Rapper Gzuz bereits mehrfach strafrechtlich aufgefallen

Haftbefehl für Gangster-Rapper Gzuz in Hamburg

Dienstag, 18. Februar 2020 | 18:26 Uhr

Gangster-Rapper Gzuz , Mitglied der Hamburger Hip-Hop-Gruppe 187 Strassenbande, hat wieder Ärger mit der Justiz. Das Amtsgericht Hamburg erließ am Dienstag Haftbefehl gegen ihn, nachdem er nicht zu seiner Gerichtsverhandlung erschienen war. Wenn er Auflagen erfüllt, droht dem Musiker aber nach Angaben eines Gerichtssprechers nicht, bis zum neuen Verhandlungstermin in U-Haft bleiben zu müssen.

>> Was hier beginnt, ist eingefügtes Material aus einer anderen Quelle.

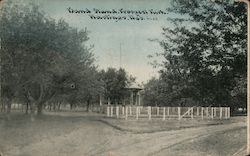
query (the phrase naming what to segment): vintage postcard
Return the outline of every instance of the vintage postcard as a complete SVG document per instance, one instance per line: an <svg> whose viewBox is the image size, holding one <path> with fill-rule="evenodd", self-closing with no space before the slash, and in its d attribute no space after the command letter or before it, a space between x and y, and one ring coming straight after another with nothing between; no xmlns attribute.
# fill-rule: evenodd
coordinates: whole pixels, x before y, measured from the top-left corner
<svg viewBox="0 0 250 156"><path fill-rule="evenodd" d="M1 0L0 156L250 154L249 3Z"/></svg>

Polizisten hatten den 31-Jährigen zunächst in keiner seiner beiden Wohnungen in der Hansestadt und einem Vorort von Hamburg angetroffen. Als Gzuz gegen Mittag doch im Gerichtsgebäude auftauchte, nahmen ihn Polizeibeamte fest. Nach Angaben eines Gerichtssprechers wurde der Haftbefehl dann am Nachmittag außer Vollzug gesetzt. Voraussetzung sei jedoch, dass der Rapper als Kaution 100.000 Euro hinterlege und sich dann dreimal pro Woche bei der Polizei melde. Bis das Geld eingegangen sei, bleibe Gzuz in Untersuchungshaft, sagte der Sprecher.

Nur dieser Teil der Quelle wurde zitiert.